At Domaine de Perches you are guests of Alain and Howard for the ultimate French country house escape, staying at a welcoming boutique hotel.
Alain and Howard have breathed new life into a 17th century oatmeal-coloured wine château. Even Grand Designs’ Kevin McCloud would be in awe at the scope of their project. Six years ago, there were holes and barn owls in what is now the roof of the Grand Saloon.
What was once a cellar housing thousands of bottles of Gaillac wine has been transformed into a light drawing room, leading into an opening dining area.
But along from the cellar six concrete wine vats remain. “Our demolition expert would not touch them. He feared the house would crumble around us,” says Howard ruefully.
Remember you are a house guest – there is no reception. Shout a “hello!” and Alain or Howard will emerge to show you to your room and offer coffee, tea or wine. Then they will offer a tour of the house and its four hectares of grounds, pausing to show you views across their five hectares of vineyards towards the Montaigne Noire.
They will talk of their plans to install a gym, to host a resident artist in what was once the gape-pickers dormitory, to place outdoor furniture by a Givenchy style lily pond, to cover the car park with solar panels panels to provide the power for the grape-presses. No one can accuse Alain and Howard of a lack of vision.
I am a returning guest. Last time, I stayed in the main house, in a cooling large tall-ceilinged room, with a separate dressing area, leading into the bathroom.
This time I am in the Malbec suite, named after a grape as are all 11 rooms, with the best views over the wine country landscape. Every room is a collage of restful neutral creams and oatmeals, artful flower arrangements and libraries of interior design magazines.
In the suite’s spacious lounge there is a sofa, armchairs, a writing desk, a coffee table and side-tables which are homes for yet more interior design magazines. There is neither television nor radio to disturb the birdsong of this French rural idyll.
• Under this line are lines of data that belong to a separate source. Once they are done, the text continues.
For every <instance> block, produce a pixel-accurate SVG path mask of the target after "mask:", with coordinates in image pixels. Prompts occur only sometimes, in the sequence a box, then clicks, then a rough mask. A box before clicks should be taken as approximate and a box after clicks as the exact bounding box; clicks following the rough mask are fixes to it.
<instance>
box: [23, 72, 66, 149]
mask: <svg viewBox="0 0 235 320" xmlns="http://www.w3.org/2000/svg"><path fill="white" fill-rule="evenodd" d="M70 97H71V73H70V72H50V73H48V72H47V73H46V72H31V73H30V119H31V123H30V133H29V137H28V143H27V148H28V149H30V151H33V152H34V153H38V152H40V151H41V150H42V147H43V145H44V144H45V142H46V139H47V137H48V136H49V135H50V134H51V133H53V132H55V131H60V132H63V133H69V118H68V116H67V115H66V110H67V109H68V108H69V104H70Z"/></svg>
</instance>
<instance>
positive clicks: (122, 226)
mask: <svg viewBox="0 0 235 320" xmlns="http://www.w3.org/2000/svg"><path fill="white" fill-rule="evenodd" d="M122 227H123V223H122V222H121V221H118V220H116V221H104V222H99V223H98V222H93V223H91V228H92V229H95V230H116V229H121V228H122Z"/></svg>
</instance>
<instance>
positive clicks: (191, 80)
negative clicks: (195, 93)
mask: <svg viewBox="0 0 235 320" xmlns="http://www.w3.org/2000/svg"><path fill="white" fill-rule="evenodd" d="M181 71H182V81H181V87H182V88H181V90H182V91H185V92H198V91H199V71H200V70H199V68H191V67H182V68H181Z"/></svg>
Rooms are decorated by art collected from around the world. Fluid, vivid oil paintings of passionate violinists, vibrant Berber throws from Morocco’s High Atlas, rugs from Peru and India. Alain and Howard are passionate collectors and travellers.
Bathrooms are on a grandiose scale rarely found in a hotel. My well-lit bathroom had two wash basins and metres of space for all the accoutrements of ablution.
Then there was a walk-in monsoon shower. Not just with virtually instantaneous hot-water but also sensitive and responsive controls.
There’s a tennis court, a swimming pool with unbelievable views and acres of land to meander through. Drawing rooms to read and relax in.
Dinner begins with a bottle of something bubbly, aperitifs and sparkling company. There is no menu but Howard always checks on allergies, likes and dislikes in advance.
Between the chatter, four courses arrive as if by magic, each accompanied by a local wine, usually with the story of its provenance. A chilled gazpacho style soup to start, then some asparagus and salmon or walnuts and goats cheese. For the main course seared veal or a tuna steak and finally a strawberry sorbet or Howard’s cherry and pear tart.
Every night you will dine in a different location: one night in the Old Cellar, another in the Orangery or if the weather is fine by the pool.
Near Galliac, 35 miles north-east of Toulouse airport, Domaine sits amongst the quiet roads of the Tarn. Perfectly located for touring the Bastides Villages, including two of France’s Plus Beau Villages – Castelnau-de-Montmiral and Cordes-sur-Ciel.
Alain or Howard will help you plan your day’s itinerary. Albi with its Toulouse-Lautrec Museum is at the heart of the region, though surprisingly the Museum, in the spirit of the siesta, closes for a lengthy lunch.
Other nice touches
Breakfast epitomises the French good life. Home made yogurt, baked in the oven in winter, baked in the sun during the summer. Fresh bread from the Gaillac bakery, cheeses from the market and amongst the preserves, a fig jam made by a neighbour.
Rooms begin from €150 per night for bed and breakfast, rising to €215 for the suites.
Dinner, including canapés and aperitifs, as well as four courses with wine, with tea or coffee, is €50 Euros per person.
The best bit
You are the guests of Alain and Howard: charming and eloquent company, considerate and imaginative hosts. They welcome you into the gossip in this gentle landscape of medieval hilltop villages, vineyards, sunflower fields and palatial pigeonnaires.
They tell of the absurd Truffle Wars in Cordes-sur-Ciel, “It was like a scene from Manon de Sources,” says Howard sadly. Recommendations are given of where to lunch on your travels around the Tarn and where not to eat.
The final verdict
To stay at Domaine de Perches is to step into another world, the epitome of the French good life that so many of us dream off. This is a world of art, culture, good company, great food and fine wines. Once you have visited you will always want to return.